MIFTAH
Tuesday, 23 April. 2024
 
Your Key to Palestine
The Palestinian Initiatives for The Promotoion of Global Dialogue and Democracy
 
 
 

This morning, Palestinian and Arab media sources reported that the Gaza-based Islamic Army announced its responsibility for the abduction of BBC correspondent Alan Johnston almost two months ago. In a videotaped message distributed in Gaza, a spokesman for the Islamic Army demanded the release of, “Muslim prisoners in British prisons, namely Abu Qatada, the Palestinian.”

The tape did not show Johnston, in contrast to other videotaped hostages, who are made to repeat the abductors demands for their release before the camera. Apparently, only Johnston’s press card was displayed along with a picture of Abu Qatada, who is accused of being a key Al Qaeda figure in the UK.

Johnston is the first foreign journalist to be held in the Gaza Strip for such a lengthy period of time. While other foreign journalists have been abducted over the past few years amidst the growing security chaos and lack of rule of law in the Palestinian territories, they were all released in a matter of days if not hours. Johnston, who was in his last stint as BBC correspondent when he was abducted, has been in captivity since March 12. Both international and Palestinian journalists have demanded his release, putting pressure on the Palestinian Authority to exert more efforts in locating him.

Unfortunately, this is not the first incident of violence perpetrated by the more extremist Muslim groups in the Strip. Just days ago, a group calling themselves the Salafi Group charged into an UNRWA-run school in the Rafah Refugee Camp during a sports festival and pelted the audience and children with rocks and empty bottles before opening fire. One man was killed and six children injured in the melee. The group claimed the festival “went against Islamic traditions” and aimed at incorporating corrupt western values into Palestinian Muslim society.

The Salafi group derives its name from the Salafists, strict adherents to the literal word and letter of the Quran and Prophet Mohammed’s sayings. They follow the most austere interpretation of the religion and fervently reject any perceived influences from non-Islamic sources, in particular western values.

Still, even the most pious of Muslims would never be able to find anything in the Quran, the Prophet’s sayings or elsewhere that could justify an attack on innocent children out for a day of fun and sports.

The kidnapping of a British journalist, keeping him hidden away from his family, friends and work in an unknown location is also clearly not an act rooted in Islamic beliefs, a religion whose fundamental doctrine is “submission to God.”

Having said this, the current escalation of extremist Islamism in the Gaza Strip and the West Bank must be viewed in context. Such developments have hardly occurred in a geo-political vacuum. This devastating and erroneous interpretation of the religion has manifested itself in several ways and in a number of places where Islam has been made to take the rap for brutal acts of violence.
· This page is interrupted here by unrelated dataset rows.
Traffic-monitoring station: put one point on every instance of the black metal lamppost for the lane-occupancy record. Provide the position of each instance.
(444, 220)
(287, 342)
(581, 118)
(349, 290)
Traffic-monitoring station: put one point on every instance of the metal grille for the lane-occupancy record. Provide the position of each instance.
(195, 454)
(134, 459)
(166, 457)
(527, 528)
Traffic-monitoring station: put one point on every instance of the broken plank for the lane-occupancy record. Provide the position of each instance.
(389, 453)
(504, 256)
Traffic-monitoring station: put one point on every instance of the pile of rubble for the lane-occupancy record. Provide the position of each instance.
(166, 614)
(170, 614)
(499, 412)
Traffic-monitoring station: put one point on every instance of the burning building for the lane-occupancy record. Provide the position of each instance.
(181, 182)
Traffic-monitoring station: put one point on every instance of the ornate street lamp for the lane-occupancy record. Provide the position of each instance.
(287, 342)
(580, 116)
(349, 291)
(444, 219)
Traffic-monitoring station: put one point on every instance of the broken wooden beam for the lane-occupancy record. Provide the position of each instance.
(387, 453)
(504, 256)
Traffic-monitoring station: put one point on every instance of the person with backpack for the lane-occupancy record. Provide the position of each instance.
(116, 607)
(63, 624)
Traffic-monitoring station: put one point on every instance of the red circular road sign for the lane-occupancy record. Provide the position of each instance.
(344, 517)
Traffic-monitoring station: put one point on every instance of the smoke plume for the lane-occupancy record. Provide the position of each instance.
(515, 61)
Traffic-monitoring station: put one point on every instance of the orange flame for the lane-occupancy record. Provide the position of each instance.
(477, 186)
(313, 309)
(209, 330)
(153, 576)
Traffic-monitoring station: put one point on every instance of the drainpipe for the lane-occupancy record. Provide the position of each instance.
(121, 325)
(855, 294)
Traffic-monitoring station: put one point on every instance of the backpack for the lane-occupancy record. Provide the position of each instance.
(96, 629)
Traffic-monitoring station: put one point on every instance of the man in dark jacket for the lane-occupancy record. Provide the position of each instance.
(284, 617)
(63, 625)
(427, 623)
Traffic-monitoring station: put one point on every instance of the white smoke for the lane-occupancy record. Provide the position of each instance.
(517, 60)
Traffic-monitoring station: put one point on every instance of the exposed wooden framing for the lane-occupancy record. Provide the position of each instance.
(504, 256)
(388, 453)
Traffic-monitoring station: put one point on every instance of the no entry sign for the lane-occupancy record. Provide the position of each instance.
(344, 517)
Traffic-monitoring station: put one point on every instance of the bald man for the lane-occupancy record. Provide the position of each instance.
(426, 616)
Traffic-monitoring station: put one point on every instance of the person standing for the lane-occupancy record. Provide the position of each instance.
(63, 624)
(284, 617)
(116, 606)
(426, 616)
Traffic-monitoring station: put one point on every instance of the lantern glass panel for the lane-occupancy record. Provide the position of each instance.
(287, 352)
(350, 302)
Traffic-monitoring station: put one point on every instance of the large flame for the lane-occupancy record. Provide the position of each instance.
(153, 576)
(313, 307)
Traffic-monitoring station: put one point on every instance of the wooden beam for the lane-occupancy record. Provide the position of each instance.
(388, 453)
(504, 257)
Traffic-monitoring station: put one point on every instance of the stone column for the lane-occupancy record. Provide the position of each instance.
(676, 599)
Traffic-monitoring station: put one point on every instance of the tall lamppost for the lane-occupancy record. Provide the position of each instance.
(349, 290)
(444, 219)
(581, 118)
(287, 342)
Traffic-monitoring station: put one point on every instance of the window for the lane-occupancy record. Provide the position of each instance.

September 11 must, for all purposes, be considered the starting point for this snowball effect. Just as the United States and the western media in general brutally vilified Islam both in words and action, this created a “not-so-equal” but opposite reaction among Islamic fundamentalists. While US President George W. Bush may have been trying to “protect” America, what he inadvertently succeeded in doing was help to create the very adversary he claimed to be trying to expel.

Hence, the more the US pushed into Muslim territories such as Afghanistan and Iraq, killed innocent Muslim men, women and children and ultimately caused massive wreckage in their countries, the seeds of extremism were inevitably born and nurtured.

In Palestine, the situation is eerily similar. As Israel was more than keen to hop on America’s bandwagon of its “war on terror”, it found itself with a free hand to crack down on Muslim patriots without discrimination. Thus, Hamas and the Islamic Jihad were branded as “terrorists” even though the former joined the government and largely softened its positions towards Israel. However, Israel had, and still has, no reason to loosen the noose around Hamas’ neck because the international community has blindly rallied around it.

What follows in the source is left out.